Den statskloka resan: Adelns peregrinationer 1610–1680
- Plats: Humanistiska teatern, Thunbergsvägen 3 A, 752 38, Uppsala
- Doktorand: Winberg, Ola
- Om avhandlingen
- Arrangör: Historiska institutionen
- Kontaktperson: Winberg, Ola
This thesis deals with foreign travel undertaken by the Swedish nobility during the 17th century. The first part contains a close examination of Swedish university orationes on the importance of foreign travel.
The focal point of these speeches is prudentia, ‘prudence’, ‘practical judgement’, ‘discretion’, which is considered to be indispensably necessary for statesmen, and preferably acquired by traveling abroad.

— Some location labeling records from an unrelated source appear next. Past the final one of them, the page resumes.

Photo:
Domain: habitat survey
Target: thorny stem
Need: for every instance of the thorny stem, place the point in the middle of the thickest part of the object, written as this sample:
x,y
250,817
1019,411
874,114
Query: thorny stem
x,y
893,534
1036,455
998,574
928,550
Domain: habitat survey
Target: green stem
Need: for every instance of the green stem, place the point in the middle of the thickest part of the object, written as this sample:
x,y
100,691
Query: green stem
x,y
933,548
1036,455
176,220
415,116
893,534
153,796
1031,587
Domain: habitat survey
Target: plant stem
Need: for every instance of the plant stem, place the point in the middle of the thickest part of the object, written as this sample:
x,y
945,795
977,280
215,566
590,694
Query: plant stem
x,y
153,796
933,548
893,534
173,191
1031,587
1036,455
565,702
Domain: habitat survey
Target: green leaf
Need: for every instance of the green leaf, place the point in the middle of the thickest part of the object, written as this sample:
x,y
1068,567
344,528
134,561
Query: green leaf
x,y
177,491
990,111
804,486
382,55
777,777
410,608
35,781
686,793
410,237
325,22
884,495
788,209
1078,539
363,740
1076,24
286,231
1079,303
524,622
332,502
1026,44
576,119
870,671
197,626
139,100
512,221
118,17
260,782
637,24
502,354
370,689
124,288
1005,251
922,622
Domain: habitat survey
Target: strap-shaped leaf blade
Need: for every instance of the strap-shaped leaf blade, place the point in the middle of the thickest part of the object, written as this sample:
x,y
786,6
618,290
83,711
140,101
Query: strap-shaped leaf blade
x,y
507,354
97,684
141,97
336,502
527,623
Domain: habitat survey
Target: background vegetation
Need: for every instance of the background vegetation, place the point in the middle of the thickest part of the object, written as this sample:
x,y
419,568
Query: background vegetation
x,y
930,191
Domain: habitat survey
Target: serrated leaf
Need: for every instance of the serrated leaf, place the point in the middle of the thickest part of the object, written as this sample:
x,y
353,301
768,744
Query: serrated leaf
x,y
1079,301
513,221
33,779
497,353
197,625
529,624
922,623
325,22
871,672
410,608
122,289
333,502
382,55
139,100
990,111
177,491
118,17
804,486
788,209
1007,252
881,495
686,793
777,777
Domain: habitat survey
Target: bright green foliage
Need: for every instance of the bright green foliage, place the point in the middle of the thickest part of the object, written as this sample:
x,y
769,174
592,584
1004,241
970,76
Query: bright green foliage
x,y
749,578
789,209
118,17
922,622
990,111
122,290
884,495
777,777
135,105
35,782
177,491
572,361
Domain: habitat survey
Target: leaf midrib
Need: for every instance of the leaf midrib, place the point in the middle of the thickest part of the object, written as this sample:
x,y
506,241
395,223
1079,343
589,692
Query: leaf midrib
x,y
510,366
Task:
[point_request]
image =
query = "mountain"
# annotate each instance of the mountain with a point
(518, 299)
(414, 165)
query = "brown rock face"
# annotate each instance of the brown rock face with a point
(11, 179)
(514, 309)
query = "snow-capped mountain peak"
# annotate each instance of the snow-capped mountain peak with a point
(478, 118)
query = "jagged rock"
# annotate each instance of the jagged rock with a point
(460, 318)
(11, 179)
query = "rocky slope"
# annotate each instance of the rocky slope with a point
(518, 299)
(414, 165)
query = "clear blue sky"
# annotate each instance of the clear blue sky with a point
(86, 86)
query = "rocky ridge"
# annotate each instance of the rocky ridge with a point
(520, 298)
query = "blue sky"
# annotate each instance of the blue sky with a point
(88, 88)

The second part of the thesis deals with traveling in practice. Journals, letters and accounts are scrutinized in order to map where the travellers went, and how much time and money they spent in various places and on different activities. The results show that the more or less compulsory studies at Dutch and German universities were combined with exercitia, i. e. physical exercises, most prominently dancing, fencing and riding. From the 1620s France became more important, and also, from the 1640s, Italy. As their British, Danish, Dutch and German peers, the Swedish noblemen after their sojourn in Paris visited the Loire valley and also made Il giro d’Italia. The growing importance of Paris became evident from the middle of the century: Although it proved extremely expensive, the noblemen spent as much time as possible in the French capital, which was by now compendium orbis, the place where everything desirable in the world was to be found, where exercitia of the best kind flourished and where exquisite manners could be acquired.
The third part of the thesis studies how the travellers acted when they arrived at home. A study relating to the 1660s demonstrates that a returning grand tourist had to spend a considerable amount of money on conspicuous consumption to reinstate himself in the society and position himself as a liable state servant and marriage partner.
A general result of the thesis is that traveling undertaken by the nobility formed a part of the 17th century state building process and that it was used as a means of competition both within the nobility and between the nobility and the rapidly growing class of bourgeois civil servants.